Robert Jackall is a sociologist by profession, currently teaching at Williams College. His book was originally published in the late `80's, based on his research of corporate life which was conducted earlier in the decade. It has recently been reissued, most fittingly so, as a "twentieth anniversary edition," with an additional 20 page chapter entitled "Moral Mazes and the Great Recession." In this chapter Jackall demonstrates how many of the characteristics of corporate life, in particular, the expedient and contextual value systems, that he identified in the early `80's were operative in both causing the "financial meltdown" of 2008, as well as in the reaction to it. He credits a noble predecessor, C. Wright Mills, for originating the phrase "organized irresponsibility" in describing corporate life, which certainly was most operative in the explanations for the financial disaster: no one was responsible, it was a "Tsunami," and we had no idea it was coming.
In the introduction to his original book, Jackall states that his objective is to answer the following question: "What rules do people fashion to interact with one another when they feel that, instead of ability, talent, and dedicated service to an organization, politics, adroit talk, luck, connections, and self-promotion are the real sorters of people into sheep and goats?" For a work by a sociologist, his is a bit of an outlier: no tables or graphs to bolster a "scientific, quantitative approach." And I think it is all the better for it. He lays out his methodology at the beginning, and admits that the vast majority of corporations that he approached refused to let him conduct his research. In the end, it was the "old boy network" which he describes so accurately which is operative within the corporation that worked in permitting him to enter the corporate world: known friends from school. He is granted access to the managers at two firms, both of which he describes using pseudonyms, one being a large chemical conglomerate, the other being a textile manufacturing company.
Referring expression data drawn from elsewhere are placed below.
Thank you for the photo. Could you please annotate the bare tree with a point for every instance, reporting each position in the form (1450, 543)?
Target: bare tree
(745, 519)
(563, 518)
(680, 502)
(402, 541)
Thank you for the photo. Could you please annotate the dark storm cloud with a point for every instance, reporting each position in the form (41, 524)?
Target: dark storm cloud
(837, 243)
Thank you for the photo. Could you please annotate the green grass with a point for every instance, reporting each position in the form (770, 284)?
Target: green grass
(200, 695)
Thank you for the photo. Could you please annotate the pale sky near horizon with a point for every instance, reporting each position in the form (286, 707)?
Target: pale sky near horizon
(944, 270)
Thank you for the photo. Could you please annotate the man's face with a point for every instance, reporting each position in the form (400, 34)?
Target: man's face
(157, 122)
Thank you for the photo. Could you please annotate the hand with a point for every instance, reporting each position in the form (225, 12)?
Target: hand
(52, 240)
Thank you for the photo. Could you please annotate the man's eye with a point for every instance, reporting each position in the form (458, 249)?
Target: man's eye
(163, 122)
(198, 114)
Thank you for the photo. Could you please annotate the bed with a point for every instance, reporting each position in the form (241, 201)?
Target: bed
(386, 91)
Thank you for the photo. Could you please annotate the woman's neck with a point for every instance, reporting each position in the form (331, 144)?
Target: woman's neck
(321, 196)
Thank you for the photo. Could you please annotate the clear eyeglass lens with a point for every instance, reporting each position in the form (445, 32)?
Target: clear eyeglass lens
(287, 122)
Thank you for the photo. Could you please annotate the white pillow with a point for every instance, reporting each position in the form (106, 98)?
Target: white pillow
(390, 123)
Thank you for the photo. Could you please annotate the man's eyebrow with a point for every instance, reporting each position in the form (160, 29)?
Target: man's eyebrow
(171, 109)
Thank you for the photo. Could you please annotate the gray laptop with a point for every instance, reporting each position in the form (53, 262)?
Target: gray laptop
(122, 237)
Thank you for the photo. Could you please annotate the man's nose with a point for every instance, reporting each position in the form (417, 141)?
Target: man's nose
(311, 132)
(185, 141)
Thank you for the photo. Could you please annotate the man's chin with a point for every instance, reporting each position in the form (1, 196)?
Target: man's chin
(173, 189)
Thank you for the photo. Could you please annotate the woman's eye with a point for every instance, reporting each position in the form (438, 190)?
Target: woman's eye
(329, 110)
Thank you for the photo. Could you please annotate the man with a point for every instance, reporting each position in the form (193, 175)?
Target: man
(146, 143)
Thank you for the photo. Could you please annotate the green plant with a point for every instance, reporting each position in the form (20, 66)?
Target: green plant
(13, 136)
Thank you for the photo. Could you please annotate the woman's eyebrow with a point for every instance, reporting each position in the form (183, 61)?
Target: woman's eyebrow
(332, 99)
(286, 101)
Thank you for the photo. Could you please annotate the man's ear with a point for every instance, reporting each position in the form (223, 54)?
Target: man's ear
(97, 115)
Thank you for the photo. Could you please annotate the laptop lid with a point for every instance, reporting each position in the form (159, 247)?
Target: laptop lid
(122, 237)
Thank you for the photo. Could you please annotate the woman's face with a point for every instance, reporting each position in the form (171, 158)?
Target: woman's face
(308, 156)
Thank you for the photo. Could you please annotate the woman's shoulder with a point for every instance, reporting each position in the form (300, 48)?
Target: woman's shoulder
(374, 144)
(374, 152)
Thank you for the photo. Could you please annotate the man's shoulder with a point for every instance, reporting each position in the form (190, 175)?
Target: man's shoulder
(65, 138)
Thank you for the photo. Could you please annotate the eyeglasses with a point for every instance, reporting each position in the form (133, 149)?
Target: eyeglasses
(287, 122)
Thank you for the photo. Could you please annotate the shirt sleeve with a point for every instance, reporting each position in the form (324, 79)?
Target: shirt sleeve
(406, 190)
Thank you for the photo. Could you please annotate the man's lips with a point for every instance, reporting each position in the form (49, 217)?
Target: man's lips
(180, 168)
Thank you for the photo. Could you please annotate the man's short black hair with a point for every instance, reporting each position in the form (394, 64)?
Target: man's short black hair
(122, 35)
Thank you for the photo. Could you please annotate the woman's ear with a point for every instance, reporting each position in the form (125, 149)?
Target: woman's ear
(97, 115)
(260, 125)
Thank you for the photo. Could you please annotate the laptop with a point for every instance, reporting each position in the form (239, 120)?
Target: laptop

Jackall commences with a an overall depiction of the rise of the bureaucracy, stating that what has evolved in most cases is a hybrid model between Max Weber's paradigm of a functional organization with interchangeable people and a "patrimonial" bureaucracy operative from despotism to the "ward heeler," where personal loyalty is paramount. The author must have presented an empathic ear that allowed managers to let down their normal reserve, and describe in pithy phrases how the individuals in an organization actually see their roles. After a certain level, "technical expertise" counts for little; the main goal is to achieve a favorable rating from one's peers and superiors. I found myself underlining a passage of virtually every page. Jackall not only captures the essence of the situation with a manager's own lingo, he is excellent at formulating his own. Consider: "Managers also stress the need to exercise iron self-control and to have the ability to mask all emotion and intention behind bland, smiling and agreeable public faces....some managers don masks of Easter-Island-statuelike immobility; others a deadpan fish-eye; and the most adroit, a disarming ingenuousness." Jackall understands so well the gamesmanship operative in the corporate world. He never mentions that the same gamesmanship, or worse (!), is operative in the academic world.
Morality and the corporate world simply do not mix. The author describes the fate of several "whistleblowers" who try to do the "right thing", from Brady who is a chartered accountant from England who realizes that financial irregularities are occurring, and thinks surely the CEO would want to be informed... Hum... of course to learn that they originate at the top; and "White," an audiologist who realizes that the textile workers are losing their hearing, yet sees (and hears!) the rationalization of the "Big Boys" that deny this reality. The author also relates an incident concerning the clean-up of the nuclear disaster at Three-Mile Island, and another "whistle-blower," who wasn't "practical enough" being shown the door.
There is much, much else, from examining the world of Public Relations in the chapter "The Magic Lateran" to describing how "good managers" seem to have the knack for "milking" their plants by delaying maintenance and needed capital expenditures, and then using the "fast track" of promotion to outrun their mistakes, and ideally be in a position to fire their replacement as plant manager for those delayed maintenance problems. It doesn't get much more cynical than that. And always, to ensure that there is no system for tracking responsibility for a decision.
Relevant as today's headlines concerning the website failure of healthcare.gov, designed to implement the Affordable Care Act. Once again, there is the lack of clearly defined responsibility coupled with "who knew what and when." Robert Jackall has produced an excellent analysis of the operative factors relevant to decision -making in the corporate world. If there was one thing missing, it was a follow-up on how many of those "corporate skills" and "masks" became obsolete as so many of these manufacturing plants were moved overseas, and I think in particular of US Steel's Homestead Works, where I saw so much of what Jackall described in operation, and closed in 1986. Overall, 5-stars plus for Jackall's work.